Principal Investigator: Peter Dixon
Other Researchers: Maureen T. Rimmer, George Verikios
We analyse the economic effects of an H1N1 influenza epidemic that infects 90 million Americans, requiring 60 million to seek medical attention with 5 million being hospitalized and 350,000 deaths. We assume that the epidemic is concentrated over a 6 month period in which it causes: (1) 65 per cent reductions in both inbound and outbound international tourism and business travel; (2) an upsurge in sick leave and widespread school closures requiring withdrawal of parents from the labor force leading to a loss of productivity of 1.05 per cent; (3) a 20 per cent surge in demand for hospital and other medical services; (4) a permanent reduction in the labor force of 0.18 per cent because of H1N1-related deaths; and (5) a 0.9 per cent reduction in the average propensity to consume associated with temporary cessation of large public gatherings, for example sporting events.
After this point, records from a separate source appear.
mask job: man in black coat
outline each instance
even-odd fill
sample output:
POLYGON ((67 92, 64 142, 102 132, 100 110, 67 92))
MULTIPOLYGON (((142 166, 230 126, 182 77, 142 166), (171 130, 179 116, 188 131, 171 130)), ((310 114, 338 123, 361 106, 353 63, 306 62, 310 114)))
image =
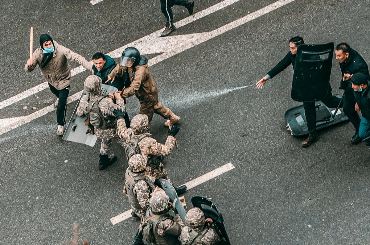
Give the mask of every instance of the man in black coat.
POLYGON ((359 135, 368 145, 370 145, 370 87, 369 78, 362 73, 355 73, 350 81, 354 97, 361 111, 362 117, 360 123, 359 135))
POLYGON ((351 141, 353 144, 356 144, 361 141, 361 138, 359 135, 360 117, 357 112, 360 110, 356 103, 356 100, 351 88, 351 83, 348 78, 353 74, 359 73, 364 75, 369 79, 370 78, 369 68, 366 63, 361 56, 351 48, 347 43, 342 43, 337 45, 335 55, 339 62, 339 67, 343 77, 340 81, 340 88, 344 90, 343 111, 354 127, 355 133, 351 139, 351 141))
MULTIPOLYGON (((305 43, 303 38, 301 37, 294 37, 289 40, 289 47, 290 51, 288 52, 285 57, 267 73, 267 75, 263 77, 257 82, 256 85, 258 88, 262 88, 267 80, 272 78, 281 72, 292 64, 294 69, 295 64, 296 55, 298 46, 305 43)), ((325 105, 329 108, 335 108, 340 102, 340 99, 333 96, 332 94, 332 87, 329 85, 326 97, 321 100, 325 105)), ((306 115, 307 127, 309 133, 308 137, 302 142, 302 145, 305 147, 310 145, 313 143, 320 138, 316 128, 316 109, 314 102, 303 102, 303 108, 306 115)))
MULTIPOLYGON (((108 79, 108 74, 112 71, 113 68, 115 67, 115 61, 110 56, 104 55, 102 53, 100 52, 96 53, 92 56, 92 71, 94 75, 96 75, 101 78, 102 83, 108 84, 111 86, 117 88, 119 91, 121 90, 124 87, 128 87, 130 85, 130 79, 128 79, 128 74, 122 78, 117 77, 114 81, 110 81, 109 82, 107 80, 108 79)), ((123 98, 126 104, 126 100, 123 98)), ((127 111, 125 113, 124 118, 126 122, 126 127, 130 127, 130 118, 127 114, 127 111)))

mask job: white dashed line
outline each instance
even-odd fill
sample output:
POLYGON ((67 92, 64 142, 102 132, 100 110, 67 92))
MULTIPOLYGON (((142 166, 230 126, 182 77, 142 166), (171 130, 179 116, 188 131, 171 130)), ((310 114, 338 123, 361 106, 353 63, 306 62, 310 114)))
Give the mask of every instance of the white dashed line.
MULTIPOLYGON (((186 185, 188 187, 187 189, 189 190, 206 181, 212 179, 219 175, 220 175, 222 174, 224 174, 227 172, 230 171, 234 168, 235 168, 235 167, 231 162, 226 163, 225 165, 222 166, 219 168, 212 170, 211 172, 209 172, 206 174, 199 176, 192 180, 191 180, 188 182, 186 182, 184 184, 186 185)), ((112 224, 114 225, 131 217, 131 212, 132 212, 132 210, 130 209, 121 214, 120 214, 117 216, 115 216, 112 218, 111 218, 111 222, 112 222, 112 224)))

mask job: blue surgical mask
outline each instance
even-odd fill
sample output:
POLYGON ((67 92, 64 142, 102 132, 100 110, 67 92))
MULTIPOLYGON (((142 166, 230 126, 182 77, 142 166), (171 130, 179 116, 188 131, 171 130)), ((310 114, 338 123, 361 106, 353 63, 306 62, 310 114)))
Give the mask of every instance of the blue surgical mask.
POLYGON ((52 46, 50 48, 44 48, 43 50, 43 54, 50 54, 54 51, 54 46, 52 46))

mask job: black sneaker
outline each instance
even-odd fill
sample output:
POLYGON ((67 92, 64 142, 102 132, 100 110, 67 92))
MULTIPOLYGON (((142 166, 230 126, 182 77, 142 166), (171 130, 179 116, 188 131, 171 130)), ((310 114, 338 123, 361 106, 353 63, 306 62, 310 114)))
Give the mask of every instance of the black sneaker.
POLYGON ((194 0, 188 0, 186 5, 186 8, 189 11, 189 14, 191 15, 194 10, 194 0))
POLYGON ((361 138, 359 136, 359 133, 356 132, 351 138, 351 142, 353 144, 360 143, 361 141, 361 138))
POLYGON ((161 34, 161 37, 166 37, 171 34, 171 33, 174 31, 176 29, 176 27, 174 25, 172 25, 172 27, 168 27, 166 26, 164 28, 164 30, 161 34))

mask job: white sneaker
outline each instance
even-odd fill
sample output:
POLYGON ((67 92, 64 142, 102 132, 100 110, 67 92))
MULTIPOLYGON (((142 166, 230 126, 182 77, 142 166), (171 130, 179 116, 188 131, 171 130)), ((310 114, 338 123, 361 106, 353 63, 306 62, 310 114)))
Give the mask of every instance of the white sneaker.
POLYGON ((56 109, 58 107, 58 104, 59 103, 59 99, 57 98, 57 100, 54 102, 54 108, 56 109))
POLYGON ((61 125, 58 125, 58 129, 57 130, 57 134, 63 136, 64 134, 64 128, 61 125))

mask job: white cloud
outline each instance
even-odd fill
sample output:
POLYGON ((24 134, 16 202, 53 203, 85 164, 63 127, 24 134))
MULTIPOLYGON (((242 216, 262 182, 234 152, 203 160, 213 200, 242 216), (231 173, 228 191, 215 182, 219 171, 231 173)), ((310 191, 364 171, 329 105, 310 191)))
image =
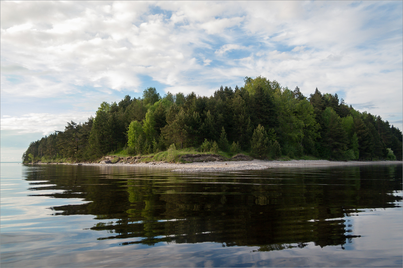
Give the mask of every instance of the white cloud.
POLYGON ((246 47, 243 45, 239 45, 235 44, 226 44, 221 46, 219 49, 217 49, 214 52, 216 55, 222 56, 227 51, 231 51, 234 49, 243 49, 246 47))
POLYGON ((145 76, 209 95, 262 75, 401 114, 401 2, 23 3, 0 3, 2 101, 141 92, 145 76))
POLYGON ((64 131, 67 122, 87 122, 91 113, 95 116, 95 112, 82 112, 63 114, 32 113, 18 117, 7 116, 0 119, 0 130, 14 130, 17 134, 39 132, 49 135, 55 130, 64 131))

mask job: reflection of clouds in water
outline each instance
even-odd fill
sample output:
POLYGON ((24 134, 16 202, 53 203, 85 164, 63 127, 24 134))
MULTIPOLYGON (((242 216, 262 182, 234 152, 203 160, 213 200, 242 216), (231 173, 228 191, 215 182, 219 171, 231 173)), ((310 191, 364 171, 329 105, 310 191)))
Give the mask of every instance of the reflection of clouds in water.
MULTIPOLYGON (((401 202, 400 204, 402 205, 401 202)), ((352 225, 353 232, 351 233, 361 236, 353 239, 350 247, 359 250, 376 250, 380 248, 392 250, 396 245, 401 245, 401 225, 391 223, 399 218, 401 222, 402 207, 364 210, 357 216, 346 218, 351 221, 348 224, 352 225)), ((400 248, 401 250, 402 247, 400 248)), ((385 254, 388 254, 385 252, 385 254)))
MULTIPOLYGON (((220 244, 209 242, 160 243, 156 246, 149 247, 143 245, 121 246, 109 240, 98 242, 101 244, 99 245, 101 249, 92 248, 92 243, 84 243, 72 245, 66 250, 65 247, 58 244, 56 235, 31 238, 25 243, 23 249, 26 254, 19 265, 28 267, 51 263, 56 267, 74 263, 81 267, 355 267, 360 266, 362 259, 365 259, 374 267, 384 266, 382 264, 384 263, 384 260, 374 257, 372 250, 361 252, 357 254, 357 252, 343 250, 336 246, 321 248, 313 243, 307 243, 307 246, 302 248, 258 252, 253 251, 258 248, 257 247, 222 247, 220 244), (37 243, 44 240, 45 242, 38 245, 37 243), (28 257, 41 254, 42 256, 37 258, 28 257)), ((388 254, 385 252, 385 256, 390 258, 391 264, 401 262, 401 258, 399 260, 394 256, 397 254, 398 255, 398 250, 391 249, 388 254)))

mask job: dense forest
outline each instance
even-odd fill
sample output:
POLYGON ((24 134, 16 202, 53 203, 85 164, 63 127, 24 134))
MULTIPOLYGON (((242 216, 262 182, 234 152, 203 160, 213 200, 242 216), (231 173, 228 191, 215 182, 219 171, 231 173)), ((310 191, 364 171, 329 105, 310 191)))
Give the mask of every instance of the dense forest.
POLYGON ((360 112, 316 88, 309 98, 264 77, 246 77, 233 90, 221 87, 208 97, 155 88, 142 97, 127 95, 101 104, 95 118, 67 123, 33 142, 23 163, 94 161, 117 150, 129 155, 168 148, 240 152, 259 158, 303 156, 329 160, 402 160, 402 132, 380 116, 360 112))

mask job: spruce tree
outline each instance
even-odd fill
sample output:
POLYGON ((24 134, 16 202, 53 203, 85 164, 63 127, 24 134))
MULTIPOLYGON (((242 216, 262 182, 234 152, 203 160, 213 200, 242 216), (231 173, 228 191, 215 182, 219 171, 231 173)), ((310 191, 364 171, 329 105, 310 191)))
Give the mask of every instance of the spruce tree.
POLYGON ((268 152, 268 138, 264 127, 259 124, 253 131, 251 142, 251 153, 253 156, 263 158, 268 152))

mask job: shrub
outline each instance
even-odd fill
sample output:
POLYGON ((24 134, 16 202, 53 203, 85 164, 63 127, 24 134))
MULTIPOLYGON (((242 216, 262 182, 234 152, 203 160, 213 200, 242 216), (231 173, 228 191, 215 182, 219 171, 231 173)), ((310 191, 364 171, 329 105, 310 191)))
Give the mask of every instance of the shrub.
POLYGON ((269 151, 267 133, 264 130, 264 127, 260 124, 255 129, 252 136, 251 141, 252 155, 261 158, 266 157, 269 151))
POLYGON ((230 148, 230 151, 233 154, 239 153, 241 151, 241 146, 239 146, 239 142, 237 142, 237 143, 235 143, 235 141, 233 142, 232 144, 231 145, 231 148, 230 148))
POLYGON ((175 158, 177 155, 177 151, 175 144, 172 143, 168 148, 168 160, 170 162, 172 162, 175 160, 175 158))
POLYGON ((228 143, 228 140, 226 137, 226 133, 225 133, 225 130, 224 127, 221 128, 221 134, 220 135, 220 139, 218 140, 218 147, 223 152, 227 152, 228 148, 229 147, 229 144, 228 143))
POLYGON ((200 145, 199 150, 200 152, 208 152, 211 148, 211 143, 207 140, 207 139, 204 139, 204 141, 200 145))
POLYGON ((218 144, 214 140, 211 145, 211 148, 210 149, 210 150, 213 153, 217 153, 218 151, 218 144))
POLYGON ((386 159, 388 160, 395 161, 396 160, 396 156, 395 155, 393 151, 391 148, 388 148, 388 155, 386 157, 386 159))
POLYGON ((275 141, 272 146, 272 153, 274 157, 278 157, 281 154, 281 147, 278 142, 275 141))

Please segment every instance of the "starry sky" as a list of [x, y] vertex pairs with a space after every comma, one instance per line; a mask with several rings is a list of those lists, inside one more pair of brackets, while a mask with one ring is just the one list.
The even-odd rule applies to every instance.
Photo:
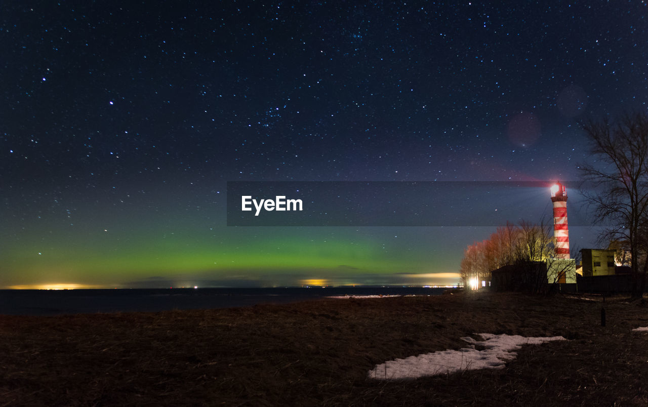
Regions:
[[494, 226], [228, 226], [227, 183], [577, 180], [648, 6], [507, 3], [3, 1], [0, 288], [456, 284]]

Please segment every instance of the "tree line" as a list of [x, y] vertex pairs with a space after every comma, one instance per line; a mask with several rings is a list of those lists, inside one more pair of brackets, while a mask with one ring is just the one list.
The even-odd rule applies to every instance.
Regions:
[[[641, 297], [648, 275], [648, 115], [625, 113], [614, 121], [590, 120], [581, 125], [589, 154], [578, 167], [584, 181], [581, 192], [594, 220], [609, 225], [603, 228], [598, 243], [618, 254], [627, 253], [618, 261], [629, 264], [632, 296]], [[521, 262], [548, 261], [549, 270], [555, 257], [546, 225], [507, 225], [469, 246], [459, 272], [467, 285], [472, 279], [489, 281], [492, 270]]]

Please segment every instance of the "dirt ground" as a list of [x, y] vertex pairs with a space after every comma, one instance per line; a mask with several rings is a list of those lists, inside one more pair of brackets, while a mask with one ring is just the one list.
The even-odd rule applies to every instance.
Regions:
[[[648, 308], [459, 293], [249, 308], [0, 316], [0, 405], [648, 405]], [[601, 311], [606, 326], [601, 324]], [[474, 333], [561, 335], [501, 369], [368, 371]]]

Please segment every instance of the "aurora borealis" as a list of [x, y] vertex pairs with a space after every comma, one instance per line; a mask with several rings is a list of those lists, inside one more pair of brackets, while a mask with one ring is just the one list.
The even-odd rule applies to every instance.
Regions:
[[226, 183], [578, 180], [579, 121], [646, 108], [647, 14], [3, 2], [0, 288], [455, 284], [493, 227], [227, 226]]

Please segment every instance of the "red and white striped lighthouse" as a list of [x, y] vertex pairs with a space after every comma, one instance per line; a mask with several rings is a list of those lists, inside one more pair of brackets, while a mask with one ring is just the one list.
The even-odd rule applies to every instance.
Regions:
[[551, 185], [553, 202], [553, 237], [556, 239], [556, 258], [569, 259], [569, 229], [567, 228], [567, 191], [559, 182]]

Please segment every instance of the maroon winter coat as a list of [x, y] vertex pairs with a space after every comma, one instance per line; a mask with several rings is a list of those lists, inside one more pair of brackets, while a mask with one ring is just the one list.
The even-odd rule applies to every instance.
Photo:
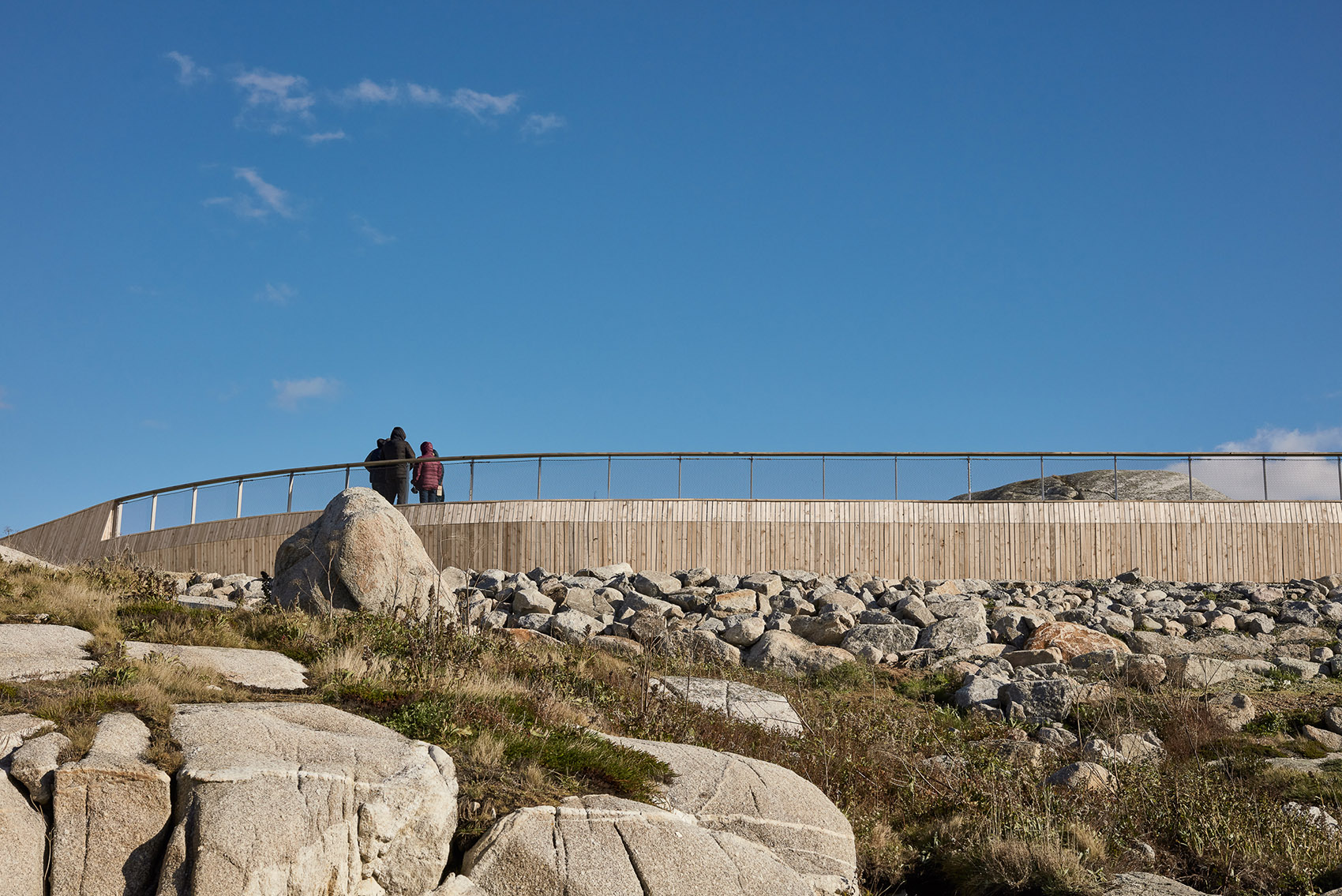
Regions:
[[[432, 441], [420, 443], [420, 457], [437, 457]], [[415, 475], [411, 478], [411, 484], [420, 491], [437, 491], [437, 487], [443, 484], [443, 464], [436, 460], [425, 460], [421, 464], [415, 464]]]

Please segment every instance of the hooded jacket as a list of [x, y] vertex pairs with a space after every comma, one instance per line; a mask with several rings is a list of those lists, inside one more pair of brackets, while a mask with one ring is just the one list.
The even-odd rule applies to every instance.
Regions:
[[[437, 457], [432, 441], [420, 443], [420, 457]], [[420, 491], [437, 491], [437, 487], [443, 484], [443, 464], [436, 460], [425, 460], [421, 464], [415, 464], [415, 475], [411, 476], [411, 484]]]
[[[392, 437], [382, 444], [382, 460], [415, 460], [415, 449], [405, 441], [405, 431], [400, 427], [392, 429]], [[386, 471], [386, 482], [400, 482], [409, 479], [411, 475], [409, 464], [396, 464], [382, 469]]]
[[377, 440], [377, 448], [373, 448], [370, 452], [368, 452], [368, 457], [364, 457], [364, 464], [365, 464], [364, 469], [368, 471], [368, 482], [372, 486], [378, 486], [378, 484], [386, 482], [386, 467], [368, 467], [366, 465], [369, 461], [381, 460], [382, 459], [382, 445], [385, 445], [385, 444], [386, 444], [385, 439], [378, 439]]

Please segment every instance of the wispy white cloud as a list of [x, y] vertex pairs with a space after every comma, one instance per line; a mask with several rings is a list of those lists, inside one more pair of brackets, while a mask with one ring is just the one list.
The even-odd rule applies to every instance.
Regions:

Using USAGE, a detailed dynamic CGE model of the U.S., we find that these 5 sets of shocks would have the effects shown in Table 1. These are quite severe at the height of the epidemic (peak quarter) and include a 4 per cent reduction in employment. Averaged over the epidemic year the effects are considerably damped. In the year following the epidemic, the macroeconomic effects are slightly positive. By reducing wage rates, the epidemic improves the competitive position of the U.S. economy at the start of the post-epidemic year.